In that hot-hot-hot October 2009, 30 percent of the recorded sales activity was foreclosures and another 30 percent to 35 percent was due to investors or lenders selling REO (bank-owned real estate) property back into the marketplace, which indicates that more than 60 percent of the resales were due to failed mortgages. When asked what the historical level of resales due to foreclosure activity was, Butler answered 3 percent to 5 percent.

The Buyers
Still, with all those homes being bought, whether they were foreclosed upon, new or simply the result of a straightforward transaction between a healthy seller and healthy buyer, the important point is the inventory of homes for sale was heading in the right direction in October.

“Unfortunately, there’s a negative interpretation to that phenomenon as well. Probably a third of all resale units being purchased are by investors,” explains Elliot Pollack, founder of the economic consulting firm Elliott D. Pollack & Co. “And investors tend to purchase homes they can fix up and resell. In fact, about 50 percent of all fix-up homes are bought by investors as compared to 25 percent of all move-in homes. Many of those homes bought by investors will come back into the marketplace.”

The other large group that has been buying up single-family properties has been the first-time homebuyers lured into the market by affordability, low interest rates and the Obama administration’s $8,000 tax credit. The target of this demographic group, in a sense, is not much different from the investor hordes — cheap homes. Since inventory in this category has been whittled down, that leaves an inventory of more expensive properties.

With the lower tier of homes moving to new buyers and investors, in a normal market this trend line would eventually result in average home prices increasing as home purchasers start moving up to bigger, more expensive homes. The trouble is, the Phoenix residential market remains wildly out of sync.

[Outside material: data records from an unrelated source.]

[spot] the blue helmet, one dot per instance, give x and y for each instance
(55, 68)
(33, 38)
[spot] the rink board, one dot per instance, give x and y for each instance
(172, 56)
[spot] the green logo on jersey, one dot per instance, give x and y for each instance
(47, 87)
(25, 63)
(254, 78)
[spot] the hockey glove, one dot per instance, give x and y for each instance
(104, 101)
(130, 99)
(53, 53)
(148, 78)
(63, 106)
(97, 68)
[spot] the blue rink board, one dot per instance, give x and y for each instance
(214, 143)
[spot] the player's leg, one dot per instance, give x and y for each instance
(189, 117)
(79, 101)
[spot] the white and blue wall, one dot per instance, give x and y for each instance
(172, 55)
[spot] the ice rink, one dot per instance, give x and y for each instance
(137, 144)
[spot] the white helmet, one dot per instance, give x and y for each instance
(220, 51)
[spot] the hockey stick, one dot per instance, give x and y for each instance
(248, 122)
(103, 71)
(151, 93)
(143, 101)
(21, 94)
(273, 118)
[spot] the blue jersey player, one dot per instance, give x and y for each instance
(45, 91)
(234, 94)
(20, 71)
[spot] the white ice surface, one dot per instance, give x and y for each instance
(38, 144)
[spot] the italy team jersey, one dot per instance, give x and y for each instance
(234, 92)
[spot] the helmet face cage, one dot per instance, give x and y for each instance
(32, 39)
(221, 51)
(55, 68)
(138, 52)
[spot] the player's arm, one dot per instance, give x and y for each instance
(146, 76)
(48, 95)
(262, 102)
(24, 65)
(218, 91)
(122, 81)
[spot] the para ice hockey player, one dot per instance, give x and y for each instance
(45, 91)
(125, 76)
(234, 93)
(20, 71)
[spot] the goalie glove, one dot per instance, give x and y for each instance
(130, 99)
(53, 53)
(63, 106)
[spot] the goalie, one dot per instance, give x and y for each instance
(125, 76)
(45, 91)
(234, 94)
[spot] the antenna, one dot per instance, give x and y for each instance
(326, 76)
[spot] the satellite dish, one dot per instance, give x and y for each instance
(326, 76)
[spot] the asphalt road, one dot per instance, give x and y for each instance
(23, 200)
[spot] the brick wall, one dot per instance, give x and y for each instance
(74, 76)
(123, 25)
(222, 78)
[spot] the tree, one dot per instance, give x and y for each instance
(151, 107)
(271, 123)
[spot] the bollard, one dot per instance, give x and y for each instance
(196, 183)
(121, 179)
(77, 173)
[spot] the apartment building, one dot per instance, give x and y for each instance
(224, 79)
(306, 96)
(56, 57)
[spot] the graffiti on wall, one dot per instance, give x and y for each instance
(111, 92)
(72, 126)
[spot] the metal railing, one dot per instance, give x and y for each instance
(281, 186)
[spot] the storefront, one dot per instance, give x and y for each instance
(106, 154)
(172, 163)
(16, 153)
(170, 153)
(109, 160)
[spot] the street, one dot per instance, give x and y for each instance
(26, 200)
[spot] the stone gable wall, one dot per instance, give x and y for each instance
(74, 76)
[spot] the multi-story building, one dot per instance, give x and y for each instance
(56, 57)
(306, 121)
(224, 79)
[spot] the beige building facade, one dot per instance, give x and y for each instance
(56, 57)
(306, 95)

Earlier in 2009, Pollack predicted the Valley would end the year with an extraordinary number of vacant properties, perhaps totaling 50,000. By November, Pollack was quickly re-tabulating, and now expects 80,000 vacant properties, or about 9.8 percent of the market. Historically, vacant homes only made up 2.3 percent of the market.

“This is a big, continuing supply of properties,” Pollack says.

“Phoenix is still a long way from getting back to a market that is structurally normal.” – Jay Butler, Arizona State University

Bad Options
That number could get even bigger in 2010 due to resets on adjustable-rate mortgages.

Earlier in the last decade, during the heyday of exotic mortgages, one of the more popular loans was the Option-ARM, which initially offered the borrower four monthly payment options all with low teaser rates that would eventually reset. The borrower generally made payments less than the accruing interest, which resulted in negative amortization, or the unpaid portion of the interest added to the principal balance.

Most of these loans were written in 2005 and 2006, with five-year resets. Starting this year and going into next year, these mortgages will reset with higher rates and at a range unaffordable to most holders of Option-ARMs.

Securitzed Option-ARMS (about 70 percent of all Option-ARMs are securitized) total $189 billion, and of that $134 billion will be recast in 2010 and 2011, reports Alla Sirotic a senior managing director at Fitch Ratings.

“This is a product that will see one of the highest default rates,” she adds.

And Butler maintains: “This will be another subprime-type trampling of the mortgage market. Some people say this is where a lot of the foreclosures are. Some say it won’t be as big an issue because a lot of people will be able to refinance. It depends on what they reset to and interest rates are low right now.”